2018 : Balance ton petit chefaillon !
Témoignage sans filtre de Louis , victime d'un petit chefaillon.
« Mon patron, Maurice, était un pleutre, un couard et un pétochard zélé. Sa peur atavique le rendait pathétiquement veule et servile face au big boss, mais hélas également particulièrement vindicatif, nuisible et malfaisant avec ses collaborateurs.

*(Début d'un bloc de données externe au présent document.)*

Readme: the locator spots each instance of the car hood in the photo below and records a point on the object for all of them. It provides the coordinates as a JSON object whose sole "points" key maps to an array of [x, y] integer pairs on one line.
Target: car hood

Comment une telle imposture a-t-il pu hisser son pitoyable postérieur à un tel poste restera pour moi une question insoluble ? Dès le premier contact, j’ai compris que c’était mauvaise pioche car ce sinistre abruti n’était qu’une forme pervertie du gaz sarin. Au royaume des paillassons serviles, il était champion du monde. Fallait le voir, le Maurice, lorsque le big boss pointait son nez ! Aussitôt, ce répugnant aplati se mettait à transpirer par toutes les pores de sa carcasse bouffie. Des taches sombres auréolaient progressivement sa chemise bleue, car Maurice était toujours en chemisette. Je lui aurais bien expliqué à cette limace gluante que lorsque l’on est sensible des glandes sudoripares, il est conseillé de mettre des chemises blanches, mais je m’en suis abstenu car j’espérais que cette sudation malodorante et incontrôlable allait condamner cet oxyure à un exil express dans une filiale scandinave. Son visage de poivrot passait du rosé au rouge mais pouvait virer au blanc en un instant, en fonction de son degré de stress. Il avait beau s’appliquer des tonnes de fond de teint tous les matins le Maurice en chef, cette façade artificielle cédait à la première émotion, balayée par les cataractes de sueur et une variété de tics nerveux carrément clownesques.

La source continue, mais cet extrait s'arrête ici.